When researchers at CHI 2026, one of the most respected conferences in human-computer interaction, set out to study how haptic feedback affects gaming experience, they expected to confirm what the industry already assumed: that tactile sensation makes games more immersive for players.
What they found was more interesting than that.
The Study
The experiment was straightforward in design. Sixty participants were divided into two groups: active players and passive spectators. Both groups experienced the same first-person shooter game under two conditions, with haptic feedback and without it. Researchers then measured how each group responded across multiple dimensions including enjoyment, perceived usefulness, and intention to use the technology again.
The result that nobody quite predicted: haptic feedback had a stronger effect on spectators than on players.
Why Spectators Responded More Strongly
The explanation, when you think about it, makes a kind of intuitive sense. Active players are cognitively loaded. They're processing the game environment, managing controls, making decisions under pressure, tracking multiple variables simultaneously. In that state, the additional sensory layer of haptic feedback competes for attention rather than supplementing it cleanly.
Spectators, by contrast, have cognitive bandwidth to spare. With no controls to manage and no decisions to make, they're free to actually feel the feedback, to notice it, process it, and let it deepen their connection to what they're watching.
The research describes this through two distinct pathways. Players responded primarily through a hedonic route: haptics made the game more enjoyable, and enjoyment drove their intention to use it. Spectators responded through both hedonic and eudaimonic pathways, meaning the feedback didn't just feel good, it felt meaningful. It added something to the experience beyond pleasure.

What This Means for How Gaming Is Evolving
The implications extend well beyond a single lab study. Esports viewership has grown into a massive global phenomenon, with audiences watching competitive play at scales that rival traditional sports broadcasts. The question of how to make that spectator experience more immersive, more physically engaging, more present, is one the industry is actively working through.
If haptic feedback proves consistently more impactful for viewers than for players, the design conversation shifts significantly. Wearable haptic technology stops being purely a player's tool and becomes part of a broader entertainment experience, one where watching a game carries its own physical dimension.
The Broader Pattern
This finding connects to something researchers across multiple fields have been observing: the relationship between physical sensation and emotional engagement is not straightforward. More stimulation doesn't always mean more immersion. Context, cognitive state, and the quality of sensory information all matter as much as intensity.

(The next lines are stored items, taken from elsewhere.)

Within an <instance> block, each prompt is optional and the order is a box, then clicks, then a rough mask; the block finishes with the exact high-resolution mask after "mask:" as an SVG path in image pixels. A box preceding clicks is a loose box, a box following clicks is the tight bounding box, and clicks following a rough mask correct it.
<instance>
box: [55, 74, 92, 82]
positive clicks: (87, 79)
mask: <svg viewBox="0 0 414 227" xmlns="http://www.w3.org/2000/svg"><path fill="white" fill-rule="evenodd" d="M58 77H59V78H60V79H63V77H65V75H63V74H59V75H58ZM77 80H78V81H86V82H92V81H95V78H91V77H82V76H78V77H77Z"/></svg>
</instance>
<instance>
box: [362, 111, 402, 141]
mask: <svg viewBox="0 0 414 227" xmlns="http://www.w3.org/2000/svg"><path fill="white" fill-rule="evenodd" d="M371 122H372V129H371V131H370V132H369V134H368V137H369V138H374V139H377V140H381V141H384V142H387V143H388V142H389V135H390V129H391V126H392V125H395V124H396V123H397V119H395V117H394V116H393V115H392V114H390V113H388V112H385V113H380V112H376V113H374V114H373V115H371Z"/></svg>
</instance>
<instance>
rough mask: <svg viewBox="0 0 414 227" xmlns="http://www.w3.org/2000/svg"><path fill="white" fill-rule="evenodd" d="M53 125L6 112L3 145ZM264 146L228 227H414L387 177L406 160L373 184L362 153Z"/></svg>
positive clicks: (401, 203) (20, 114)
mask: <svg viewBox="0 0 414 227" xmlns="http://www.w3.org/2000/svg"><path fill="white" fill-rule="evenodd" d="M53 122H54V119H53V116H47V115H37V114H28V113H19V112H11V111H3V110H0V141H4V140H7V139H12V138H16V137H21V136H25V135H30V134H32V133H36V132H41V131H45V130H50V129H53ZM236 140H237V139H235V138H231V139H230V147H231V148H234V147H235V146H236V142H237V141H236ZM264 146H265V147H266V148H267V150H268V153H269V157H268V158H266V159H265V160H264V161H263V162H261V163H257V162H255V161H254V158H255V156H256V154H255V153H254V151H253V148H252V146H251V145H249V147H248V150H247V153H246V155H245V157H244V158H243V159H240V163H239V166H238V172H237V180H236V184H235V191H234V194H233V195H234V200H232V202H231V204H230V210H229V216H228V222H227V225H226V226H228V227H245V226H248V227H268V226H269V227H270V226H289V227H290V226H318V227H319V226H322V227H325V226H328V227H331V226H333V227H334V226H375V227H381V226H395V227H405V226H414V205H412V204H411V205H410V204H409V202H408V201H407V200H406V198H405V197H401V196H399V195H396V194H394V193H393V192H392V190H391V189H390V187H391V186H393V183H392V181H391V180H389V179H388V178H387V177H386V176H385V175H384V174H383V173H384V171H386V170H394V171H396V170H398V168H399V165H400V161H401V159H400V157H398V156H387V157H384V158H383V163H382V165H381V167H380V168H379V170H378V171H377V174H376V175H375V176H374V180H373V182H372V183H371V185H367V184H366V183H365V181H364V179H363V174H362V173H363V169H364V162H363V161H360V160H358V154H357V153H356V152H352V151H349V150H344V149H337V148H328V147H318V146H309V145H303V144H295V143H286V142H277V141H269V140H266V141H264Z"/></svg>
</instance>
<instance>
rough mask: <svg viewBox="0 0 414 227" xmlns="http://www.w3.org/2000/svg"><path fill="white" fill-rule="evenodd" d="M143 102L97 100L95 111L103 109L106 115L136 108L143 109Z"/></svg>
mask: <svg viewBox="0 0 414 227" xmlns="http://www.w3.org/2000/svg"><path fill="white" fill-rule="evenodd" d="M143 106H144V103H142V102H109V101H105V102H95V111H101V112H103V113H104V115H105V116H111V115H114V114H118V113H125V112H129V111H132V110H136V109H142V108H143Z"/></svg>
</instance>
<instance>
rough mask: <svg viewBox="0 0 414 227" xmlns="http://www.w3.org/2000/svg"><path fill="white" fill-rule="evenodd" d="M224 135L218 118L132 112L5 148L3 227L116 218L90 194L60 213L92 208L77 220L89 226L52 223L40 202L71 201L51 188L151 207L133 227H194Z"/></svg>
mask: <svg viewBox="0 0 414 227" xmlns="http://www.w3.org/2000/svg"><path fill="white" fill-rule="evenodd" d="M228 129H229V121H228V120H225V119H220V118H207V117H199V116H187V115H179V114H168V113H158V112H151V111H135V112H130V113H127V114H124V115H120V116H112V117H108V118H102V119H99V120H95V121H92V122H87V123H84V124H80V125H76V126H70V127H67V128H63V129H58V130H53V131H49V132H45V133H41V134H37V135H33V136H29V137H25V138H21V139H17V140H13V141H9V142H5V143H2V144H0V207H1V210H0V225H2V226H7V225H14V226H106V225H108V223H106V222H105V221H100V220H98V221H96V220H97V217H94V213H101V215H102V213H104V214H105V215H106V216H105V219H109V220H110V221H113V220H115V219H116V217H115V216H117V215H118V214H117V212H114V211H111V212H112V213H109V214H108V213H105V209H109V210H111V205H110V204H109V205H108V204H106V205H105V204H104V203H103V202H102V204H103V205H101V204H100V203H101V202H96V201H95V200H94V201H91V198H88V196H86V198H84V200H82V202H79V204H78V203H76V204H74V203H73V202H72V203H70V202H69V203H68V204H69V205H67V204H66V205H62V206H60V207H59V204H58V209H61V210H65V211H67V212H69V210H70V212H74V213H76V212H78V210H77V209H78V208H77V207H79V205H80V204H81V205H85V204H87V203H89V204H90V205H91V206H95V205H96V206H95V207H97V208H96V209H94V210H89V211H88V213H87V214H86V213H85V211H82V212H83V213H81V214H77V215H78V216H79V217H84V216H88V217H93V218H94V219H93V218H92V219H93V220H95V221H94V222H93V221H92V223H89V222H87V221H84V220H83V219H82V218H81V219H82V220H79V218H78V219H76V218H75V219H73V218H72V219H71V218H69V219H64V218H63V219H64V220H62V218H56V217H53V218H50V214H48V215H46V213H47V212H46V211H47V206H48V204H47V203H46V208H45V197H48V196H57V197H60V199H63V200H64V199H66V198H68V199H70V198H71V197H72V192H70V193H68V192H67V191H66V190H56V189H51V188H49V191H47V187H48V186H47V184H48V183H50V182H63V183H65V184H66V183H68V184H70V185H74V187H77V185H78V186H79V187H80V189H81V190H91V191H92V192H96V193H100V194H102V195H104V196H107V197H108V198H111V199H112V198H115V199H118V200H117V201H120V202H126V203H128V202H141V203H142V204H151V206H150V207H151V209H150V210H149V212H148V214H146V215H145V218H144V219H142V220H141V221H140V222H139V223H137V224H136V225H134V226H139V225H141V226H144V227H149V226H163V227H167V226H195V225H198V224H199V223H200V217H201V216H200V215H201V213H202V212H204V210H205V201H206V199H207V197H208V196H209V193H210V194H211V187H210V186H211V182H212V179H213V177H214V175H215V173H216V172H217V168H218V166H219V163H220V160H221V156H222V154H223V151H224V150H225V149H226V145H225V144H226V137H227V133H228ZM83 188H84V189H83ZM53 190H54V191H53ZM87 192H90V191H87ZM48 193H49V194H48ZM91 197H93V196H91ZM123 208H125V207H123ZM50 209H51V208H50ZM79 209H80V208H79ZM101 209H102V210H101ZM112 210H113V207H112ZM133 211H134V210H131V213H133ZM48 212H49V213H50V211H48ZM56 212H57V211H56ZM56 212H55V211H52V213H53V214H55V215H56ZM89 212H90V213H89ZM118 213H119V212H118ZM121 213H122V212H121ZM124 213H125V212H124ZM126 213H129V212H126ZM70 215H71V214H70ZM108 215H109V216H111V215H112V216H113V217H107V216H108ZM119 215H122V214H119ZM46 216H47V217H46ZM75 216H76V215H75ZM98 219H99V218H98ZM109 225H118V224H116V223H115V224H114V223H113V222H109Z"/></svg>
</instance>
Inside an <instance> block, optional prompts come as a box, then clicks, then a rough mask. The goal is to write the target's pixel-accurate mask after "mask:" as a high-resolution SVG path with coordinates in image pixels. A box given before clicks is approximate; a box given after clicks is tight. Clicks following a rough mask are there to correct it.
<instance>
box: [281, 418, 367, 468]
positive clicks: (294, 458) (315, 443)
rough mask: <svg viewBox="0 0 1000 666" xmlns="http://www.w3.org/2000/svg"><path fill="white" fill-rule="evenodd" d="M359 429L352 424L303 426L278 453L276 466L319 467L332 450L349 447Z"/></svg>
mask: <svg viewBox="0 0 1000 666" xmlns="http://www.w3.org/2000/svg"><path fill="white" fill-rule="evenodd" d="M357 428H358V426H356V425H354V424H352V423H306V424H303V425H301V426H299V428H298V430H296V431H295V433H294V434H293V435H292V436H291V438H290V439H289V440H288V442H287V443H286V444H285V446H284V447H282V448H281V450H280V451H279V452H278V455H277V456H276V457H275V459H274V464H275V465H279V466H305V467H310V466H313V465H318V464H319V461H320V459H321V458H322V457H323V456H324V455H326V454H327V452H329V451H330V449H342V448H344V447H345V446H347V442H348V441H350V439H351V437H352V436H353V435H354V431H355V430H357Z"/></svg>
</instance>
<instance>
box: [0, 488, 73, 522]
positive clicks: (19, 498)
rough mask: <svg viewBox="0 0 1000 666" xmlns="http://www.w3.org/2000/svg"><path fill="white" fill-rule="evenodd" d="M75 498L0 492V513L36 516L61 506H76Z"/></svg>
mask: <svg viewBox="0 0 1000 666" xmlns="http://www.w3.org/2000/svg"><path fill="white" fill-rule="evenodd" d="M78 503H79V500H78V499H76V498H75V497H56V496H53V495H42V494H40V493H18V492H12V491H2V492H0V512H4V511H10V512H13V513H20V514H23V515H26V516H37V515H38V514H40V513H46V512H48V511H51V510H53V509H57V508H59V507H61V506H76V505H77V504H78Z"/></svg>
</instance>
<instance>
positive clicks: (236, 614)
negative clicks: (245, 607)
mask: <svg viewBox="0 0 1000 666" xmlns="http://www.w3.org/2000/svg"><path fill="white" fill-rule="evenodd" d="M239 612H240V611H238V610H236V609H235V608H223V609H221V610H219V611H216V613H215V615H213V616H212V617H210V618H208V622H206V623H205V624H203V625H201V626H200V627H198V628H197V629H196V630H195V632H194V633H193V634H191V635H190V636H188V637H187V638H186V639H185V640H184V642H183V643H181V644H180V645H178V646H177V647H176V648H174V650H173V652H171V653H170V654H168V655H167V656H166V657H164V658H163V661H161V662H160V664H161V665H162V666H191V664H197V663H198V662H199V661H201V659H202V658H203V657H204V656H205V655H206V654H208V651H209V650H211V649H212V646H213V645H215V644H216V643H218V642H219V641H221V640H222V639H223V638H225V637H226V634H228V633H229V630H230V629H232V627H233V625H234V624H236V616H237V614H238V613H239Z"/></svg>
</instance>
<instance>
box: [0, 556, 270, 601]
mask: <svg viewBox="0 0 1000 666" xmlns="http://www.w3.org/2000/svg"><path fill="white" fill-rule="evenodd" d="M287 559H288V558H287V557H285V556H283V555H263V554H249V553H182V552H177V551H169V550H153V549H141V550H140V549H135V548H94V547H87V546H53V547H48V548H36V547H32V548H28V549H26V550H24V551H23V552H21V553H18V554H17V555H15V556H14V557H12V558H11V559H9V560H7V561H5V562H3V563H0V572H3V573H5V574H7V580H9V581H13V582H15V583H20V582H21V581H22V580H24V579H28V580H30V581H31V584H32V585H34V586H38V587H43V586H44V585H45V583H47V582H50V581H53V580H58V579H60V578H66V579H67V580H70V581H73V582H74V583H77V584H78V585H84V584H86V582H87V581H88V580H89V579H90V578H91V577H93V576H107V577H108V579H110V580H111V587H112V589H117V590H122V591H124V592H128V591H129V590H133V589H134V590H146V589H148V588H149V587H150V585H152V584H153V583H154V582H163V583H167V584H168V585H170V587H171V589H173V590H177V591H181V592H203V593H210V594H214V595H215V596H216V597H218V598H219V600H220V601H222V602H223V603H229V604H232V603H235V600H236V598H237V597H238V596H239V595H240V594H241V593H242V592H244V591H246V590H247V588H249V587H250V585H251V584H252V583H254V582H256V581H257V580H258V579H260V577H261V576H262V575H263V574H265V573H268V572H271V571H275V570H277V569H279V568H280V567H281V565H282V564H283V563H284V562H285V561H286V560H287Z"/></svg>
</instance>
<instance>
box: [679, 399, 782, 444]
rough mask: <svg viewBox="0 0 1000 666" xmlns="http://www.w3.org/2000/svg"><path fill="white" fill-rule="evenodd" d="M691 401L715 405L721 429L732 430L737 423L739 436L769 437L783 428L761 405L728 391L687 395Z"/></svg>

For game designers and hardware developers, the lesson is the same one emerging across immersive technology more broadly. The goal isn't to overwhelm the senses. It's to give the body the right information at the right moment, in a way that the nervous system can actually integrate and respond to.
The CHI 2026 study didn't set out to reframe haptics in gaming. But by asking a slightly different question, comparing roles rather than simply measuring feedback intensity, it surfaced an insight that changes how the technology should be thought about, designed for, and deployed.
Sometimes the most revealing data comes from the person who isn't playing.